Four years ago, the Israeli company El-Ad Properties purchased the Plaza. The company’s billionaire owner Isaac Tshuva, set off to convert the building into condominiums. Some of the worlds wealthiest, lined up to buy a piece of New York history. Today, the hotel is tarnished with lawsuits, tacky fiberglass moldings, and grimy carpets. Although El-Ad has made noticeable improvements to the Plaza, the complaints span far and wide. The once beautiful hotel has lost nearly all of its brilliance in the redesign and native New Yorkers are distraught at its sight.
The Plaza’s problems likely stem from Tshuva and his C.E.O., Miki Naftali. The two didn’t buy the hotel due to any emotional or romantic attachments; they nonchalantly purchased it after losing a bid on another Manhattan hotel, the Mayflower. Several months after setting his sights on it, Naftali emerged with hotel, for $675 million. He would put in another $400 million to refurbish and convert it.
The foreign developers cluelessness was displayed almost immediately. The first thing Naftali underestimated was the New York Hotel and Motel Trades Council who to this day claims that El-Ad’s original plan was to rid the hotel of all the food-service venues-the Oak Room, the Ballroom, and the Palm Court and to fire the Plaza’s 900 hotel workers. But after a $2 million “Save the Plazaa” campaign was launched, and El-Ad starting losing the public relations battle, Naftali agreed to make drastic changes to its plans. It agreed to limit the number of residences to 150. Around 350 hotel rooms would remain and 350 jobs would be saved.
The condominiums that were allowed to be built sold fast. From the moment the floor plans became available the famous and rich scooped them up, sometimes buying up to five units to combine, paying up to $6,000 a square foot. The rush to purchase was so great that the buyers couldn’t actually view their apartments in person. Questions were met with a take-it-or-leave-it attitude, forcing brokers to go outside and try to figure it out for themselves.

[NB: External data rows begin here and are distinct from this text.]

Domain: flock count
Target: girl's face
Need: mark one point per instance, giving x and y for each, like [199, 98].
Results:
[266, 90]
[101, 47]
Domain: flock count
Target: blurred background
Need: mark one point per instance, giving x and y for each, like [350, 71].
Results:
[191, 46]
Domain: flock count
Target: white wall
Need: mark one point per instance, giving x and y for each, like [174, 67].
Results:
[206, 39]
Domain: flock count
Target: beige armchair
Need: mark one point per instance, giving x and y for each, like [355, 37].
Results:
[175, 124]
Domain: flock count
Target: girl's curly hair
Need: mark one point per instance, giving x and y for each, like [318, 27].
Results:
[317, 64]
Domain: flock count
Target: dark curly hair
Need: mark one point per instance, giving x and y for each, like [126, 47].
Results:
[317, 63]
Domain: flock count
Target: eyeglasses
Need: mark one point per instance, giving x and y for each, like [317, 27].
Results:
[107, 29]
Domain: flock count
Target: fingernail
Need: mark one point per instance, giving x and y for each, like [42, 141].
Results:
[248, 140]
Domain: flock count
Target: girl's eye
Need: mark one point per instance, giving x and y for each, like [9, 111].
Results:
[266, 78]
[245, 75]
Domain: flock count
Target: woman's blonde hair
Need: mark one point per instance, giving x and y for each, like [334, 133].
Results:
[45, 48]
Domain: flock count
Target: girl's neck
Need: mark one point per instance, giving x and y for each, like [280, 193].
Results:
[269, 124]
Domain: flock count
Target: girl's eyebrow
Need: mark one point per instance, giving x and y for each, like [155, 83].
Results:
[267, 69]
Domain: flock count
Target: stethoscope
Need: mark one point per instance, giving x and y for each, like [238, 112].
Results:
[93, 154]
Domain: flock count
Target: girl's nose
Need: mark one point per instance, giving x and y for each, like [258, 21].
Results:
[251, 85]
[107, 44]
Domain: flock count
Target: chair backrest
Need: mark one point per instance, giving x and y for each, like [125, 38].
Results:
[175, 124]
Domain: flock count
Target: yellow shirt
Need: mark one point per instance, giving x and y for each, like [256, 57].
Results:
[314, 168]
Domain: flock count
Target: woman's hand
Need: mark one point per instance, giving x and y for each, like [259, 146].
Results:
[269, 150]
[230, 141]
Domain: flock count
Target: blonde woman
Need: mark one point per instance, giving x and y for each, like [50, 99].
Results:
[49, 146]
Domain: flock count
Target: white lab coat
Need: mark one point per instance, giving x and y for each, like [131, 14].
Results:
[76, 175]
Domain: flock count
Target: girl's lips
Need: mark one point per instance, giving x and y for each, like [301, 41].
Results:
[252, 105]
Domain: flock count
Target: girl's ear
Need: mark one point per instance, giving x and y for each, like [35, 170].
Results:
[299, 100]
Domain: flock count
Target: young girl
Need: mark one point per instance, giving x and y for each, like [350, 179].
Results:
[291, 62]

While the would-be residents waited and fantasized over the designs of their future residences, El-Ad took on part two of the conversion: building a 39,000-square-foot mall in the basement and filling the space with big-named luxury brands. What El-Ad failed to take in to account is that brands such as Gucci, Prada, and Louis Vuitton already had established presences on Madison and Fifth Avenues, which made opening new locations almost worthless.
Instead of choosing a well-known designer to design the inside, Tshuva chose his daughter who had never worked on such a large project before. The hotel virgin teamed up with firm Costas Kandylis, which specializes in residential towers. The project quickly became a nightmare, with many unexpected setbacks. Walkouts and lawsuits started mounting up with many fingers pointed at El-Ad.
Although a handful or residents are happy with their current living conditions at the Plaza, most are left complaining. El-Ad seems to have taken shortcuts leaving residents feeling as if they’ve been cheated. Naftali reputation is quickly disintegrating. Now, 30 apartments in the plaza are back on the market, including Hilfiger’s corner “dome” apartment and Friedrich’s “Astor Suite.” In the end, maybe some of the complaining is overstated, but El-Ad’s biggest mistake is forgetting that New Yorkers usually always get their way.